After some moments of silence he returned, followed by a large and amiable individual in a dirty blue blouse, who had apparently but lately arisen from sleep.
'Now if monsieur would intrust his baggage to the valet—'
The guardian of the office took a key from a nail in the wall. Jean stepped forward, pleased and self-conscious, and took the valise from the boy's hand. Then all three smiled and bowed.
It was one of those foolish little comedies—utterly unnecessary, curiously pleasant—that occur twenty times a day in Parisian life. Involuntarily the adventurer's heart warmed to the pallid clerk and to the dirty hotel porter. He had arrived here without luggage, shabby, unrecommended, yet no princely compatriot of his own could have been made more sensible of welcome. He stepped out of the office and followed his guide, conscious that, if only for an instant, Paris had lifted her mask and smiled—the radiant, anticipated smile.

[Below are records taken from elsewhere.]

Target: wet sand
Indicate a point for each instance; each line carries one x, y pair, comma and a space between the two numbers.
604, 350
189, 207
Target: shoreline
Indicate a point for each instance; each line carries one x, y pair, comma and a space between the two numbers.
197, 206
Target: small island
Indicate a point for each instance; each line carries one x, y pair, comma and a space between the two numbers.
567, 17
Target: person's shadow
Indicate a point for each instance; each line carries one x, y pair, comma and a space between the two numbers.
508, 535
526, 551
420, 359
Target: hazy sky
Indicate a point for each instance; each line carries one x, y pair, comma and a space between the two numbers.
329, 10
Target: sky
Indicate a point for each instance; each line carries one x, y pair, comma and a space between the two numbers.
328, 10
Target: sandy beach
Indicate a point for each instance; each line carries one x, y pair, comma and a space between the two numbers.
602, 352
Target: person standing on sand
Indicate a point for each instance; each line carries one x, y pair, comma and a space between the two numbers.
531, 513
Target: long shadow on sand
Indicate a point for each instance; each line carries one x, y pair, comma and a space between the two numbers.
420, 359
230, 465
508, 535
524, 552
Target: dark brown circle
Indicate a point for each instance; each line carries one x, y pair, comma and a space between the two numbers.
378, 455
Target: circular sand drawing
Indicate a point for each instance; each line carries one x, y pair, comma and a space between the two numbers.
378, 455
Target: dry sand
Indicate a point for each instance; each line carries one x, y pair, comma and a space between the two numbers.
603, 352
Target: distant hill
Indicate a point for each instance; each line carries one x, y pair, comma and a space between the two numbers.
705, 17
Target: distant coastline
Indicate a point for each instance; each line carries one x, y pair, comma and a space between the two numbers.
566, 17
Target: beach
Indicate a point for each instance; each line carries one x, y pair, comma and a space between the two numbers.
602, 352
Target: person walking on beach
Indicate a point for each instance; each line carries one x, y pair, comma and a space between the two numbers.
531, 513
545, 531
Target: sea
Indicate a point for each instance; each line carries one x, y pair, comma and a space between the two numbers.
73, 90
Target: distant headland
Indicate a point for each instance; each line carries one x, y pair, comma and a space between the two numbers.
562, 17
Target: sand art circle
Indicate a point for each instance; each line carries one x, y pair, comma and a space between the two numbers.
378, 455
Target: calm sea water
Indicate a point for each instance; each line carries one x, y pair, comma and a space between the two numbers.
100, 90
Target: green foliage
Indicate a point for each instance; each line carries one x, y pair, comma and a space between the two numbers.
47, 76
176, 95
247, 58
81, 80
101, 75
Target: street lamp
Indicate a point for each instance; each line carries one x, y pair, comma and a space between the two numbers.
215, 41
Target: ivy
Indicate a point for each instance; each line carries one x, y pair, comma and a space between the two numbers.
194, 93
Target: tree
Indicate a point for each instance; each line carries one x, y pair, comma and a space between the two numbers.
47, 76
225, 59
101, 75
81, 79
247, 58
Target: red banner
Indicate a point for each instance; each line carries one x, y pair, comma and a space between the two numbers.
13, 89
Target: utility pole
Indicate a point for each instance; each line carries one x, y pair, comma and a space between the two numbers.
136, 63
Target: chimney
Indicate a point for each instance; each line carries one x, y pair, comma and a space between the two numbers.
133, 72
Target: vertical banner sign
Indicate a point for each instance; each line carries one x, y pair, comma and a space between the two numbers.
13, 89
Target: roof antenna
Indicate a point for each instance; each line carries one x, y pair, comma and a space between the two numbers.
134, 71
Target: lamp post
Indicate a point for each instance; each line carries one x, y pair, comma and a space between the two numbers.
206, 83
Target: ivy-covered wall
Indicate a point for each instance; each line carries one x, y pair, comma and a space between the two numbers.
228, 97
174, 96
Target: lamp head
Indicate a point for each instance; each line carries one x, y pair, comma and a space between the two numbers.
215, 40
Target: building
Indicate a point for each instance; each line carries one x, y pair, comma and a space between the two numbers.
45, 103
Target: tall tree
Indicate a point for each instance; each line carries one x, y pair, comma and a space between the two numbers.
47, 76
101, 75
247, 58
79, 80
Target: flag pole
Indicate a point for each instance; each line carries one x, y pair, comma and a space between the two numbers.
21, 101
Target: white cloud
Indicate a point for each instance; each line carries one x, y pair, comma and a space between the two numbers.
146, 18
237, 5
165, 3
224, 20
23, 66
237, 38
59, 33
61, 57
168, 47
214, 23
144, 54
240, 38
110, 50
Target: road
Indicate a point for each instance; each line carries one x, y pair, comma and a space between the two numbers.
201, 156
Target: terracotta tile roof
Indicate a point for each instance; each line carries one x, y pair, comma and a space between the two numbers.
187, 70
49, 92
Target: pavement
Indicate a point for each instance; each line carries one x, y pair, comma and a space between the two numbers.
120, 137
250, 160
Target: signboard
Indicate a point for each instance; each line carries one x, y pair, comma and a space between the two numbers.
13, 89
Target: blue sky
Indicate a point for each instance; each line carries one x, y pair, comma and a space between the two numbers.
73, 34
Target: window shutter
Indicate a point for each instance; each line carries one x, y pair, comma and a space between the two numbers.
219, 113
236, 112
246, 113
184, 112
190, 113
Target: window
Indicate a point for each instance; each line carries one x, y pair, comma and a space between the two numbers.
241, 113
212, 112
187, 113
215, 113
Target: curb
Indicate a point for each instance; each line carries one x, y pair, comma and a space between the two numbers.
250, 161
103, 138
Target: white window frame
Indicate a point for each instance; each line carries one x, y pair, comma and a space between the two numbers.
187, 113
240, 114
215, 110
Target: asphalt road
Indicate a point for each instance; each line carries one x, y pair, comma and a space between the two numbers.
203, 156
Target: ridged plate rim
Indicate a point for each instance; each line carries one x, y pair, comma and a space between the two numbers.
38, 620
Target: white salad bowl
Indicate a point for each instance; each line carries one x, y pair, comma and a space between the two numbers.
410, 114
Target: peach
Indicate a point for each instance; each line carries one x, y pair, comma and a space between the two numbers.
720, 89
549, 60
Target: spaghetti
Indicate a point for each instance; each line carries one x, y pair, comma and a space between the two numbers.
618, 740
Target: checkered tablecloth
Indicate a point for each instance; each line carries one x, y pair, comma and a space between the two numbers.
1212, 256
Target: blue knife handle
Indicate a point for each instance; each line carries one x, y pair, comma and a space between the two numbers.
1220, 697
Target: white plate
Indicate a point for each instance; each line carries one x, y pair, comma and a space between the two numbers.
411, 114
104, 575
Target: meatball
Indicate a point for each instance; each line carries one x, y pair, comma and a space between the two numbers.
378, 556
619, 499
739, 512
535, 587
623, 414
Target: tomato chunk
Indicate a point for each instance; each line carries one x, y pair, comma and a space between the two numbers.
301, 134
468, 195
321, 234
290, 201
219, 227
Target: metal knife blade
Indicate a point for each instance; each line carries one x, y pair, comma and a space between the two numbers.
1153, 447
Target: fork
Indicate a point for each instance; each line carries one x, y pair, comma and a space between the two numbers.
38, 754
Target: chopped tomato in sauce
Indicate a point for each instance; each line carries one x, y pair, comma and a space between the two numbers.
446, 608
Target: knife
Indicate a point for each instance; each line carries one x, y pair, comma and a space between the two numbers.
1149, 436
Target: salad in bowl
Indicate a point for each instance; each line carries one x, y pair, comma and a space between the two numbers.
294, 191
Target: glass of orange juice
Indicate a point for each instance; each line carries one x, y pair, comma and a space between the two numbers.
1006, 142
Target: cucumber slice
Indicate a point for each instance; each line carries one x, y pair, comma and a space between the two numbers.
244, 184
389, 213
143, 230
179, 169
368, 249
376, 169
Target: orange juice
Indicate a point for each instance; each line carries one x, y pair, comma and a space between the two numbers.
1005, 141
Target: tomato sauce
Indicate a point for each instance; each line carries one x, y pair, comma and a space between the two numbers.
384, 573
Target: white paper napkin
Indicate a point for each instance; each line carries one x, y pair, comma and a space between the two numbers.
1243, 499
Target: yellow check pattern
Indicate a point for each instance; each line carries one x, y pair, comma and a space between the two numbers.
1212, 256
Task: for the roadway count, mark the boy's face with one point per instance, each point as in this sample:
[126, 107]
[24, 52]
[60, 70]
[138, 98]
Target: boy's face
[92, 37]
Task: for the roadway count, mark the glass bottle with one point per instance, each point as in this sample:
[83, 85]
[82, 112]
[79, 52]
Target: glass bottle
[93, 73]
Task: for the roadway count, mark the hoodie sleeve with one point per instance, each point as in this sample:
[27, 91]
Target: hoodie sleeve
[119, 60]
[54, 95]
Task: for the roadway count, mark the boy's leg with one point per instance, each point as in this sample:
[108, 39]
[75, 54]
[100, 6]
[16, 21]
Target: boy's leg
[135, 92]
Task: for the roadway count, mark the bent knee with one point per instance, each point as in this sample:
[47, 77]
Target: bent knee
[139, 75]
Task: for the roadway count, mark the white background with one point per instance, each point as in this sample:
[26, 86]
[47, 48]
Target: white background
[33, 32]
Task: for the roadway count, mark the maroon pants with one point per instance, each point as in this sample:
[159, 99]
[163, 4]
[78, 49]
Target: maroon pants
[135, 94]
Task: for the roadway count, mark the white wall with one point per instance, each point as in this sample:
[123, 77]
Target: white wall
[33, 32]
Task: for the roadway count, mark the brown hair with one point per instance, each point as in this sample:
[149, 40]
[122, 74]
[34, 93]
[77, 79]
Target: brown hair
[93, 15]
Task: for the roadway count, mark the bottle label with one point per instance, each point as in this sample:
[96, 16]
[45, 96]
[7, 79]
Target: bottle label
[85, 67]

There is no such unnecessary luxury as a lift in the Hôtel Railleux. At the back of the hall the spiral staircase begins its steep ascent, mounting to unimagined heights.
Jean, breathing audibly, led the way, pausing at every landing to assure monsieur that the ascent was nothing—a mere nothing, and that before another thought could pass through monsieur's mind the fifth floor would be reached. The boy followed, climbing and ever climbing, until the meagre hand-rail appeared to lengthen into dream-like coils, and the threadbare, drab-hued carpet, with its vivid red border, to assume the proportions of some confusing scroll.
But at length the end was reached, and Jean, beaming and triumphant, announced their goal.
'This way! If monsieur would have the goodness to take two steps in this direction!' He dived into a long, dark corridor, illuminated by a single flickering gas-jet, twin brother to that which lighted the office below; and, still eager, still breathing loudly, he ushered the guest toward what in his humble soul he believed to be the luxurious, the impressive bedroom supplied by the Hôtel Railleux at three francs a night.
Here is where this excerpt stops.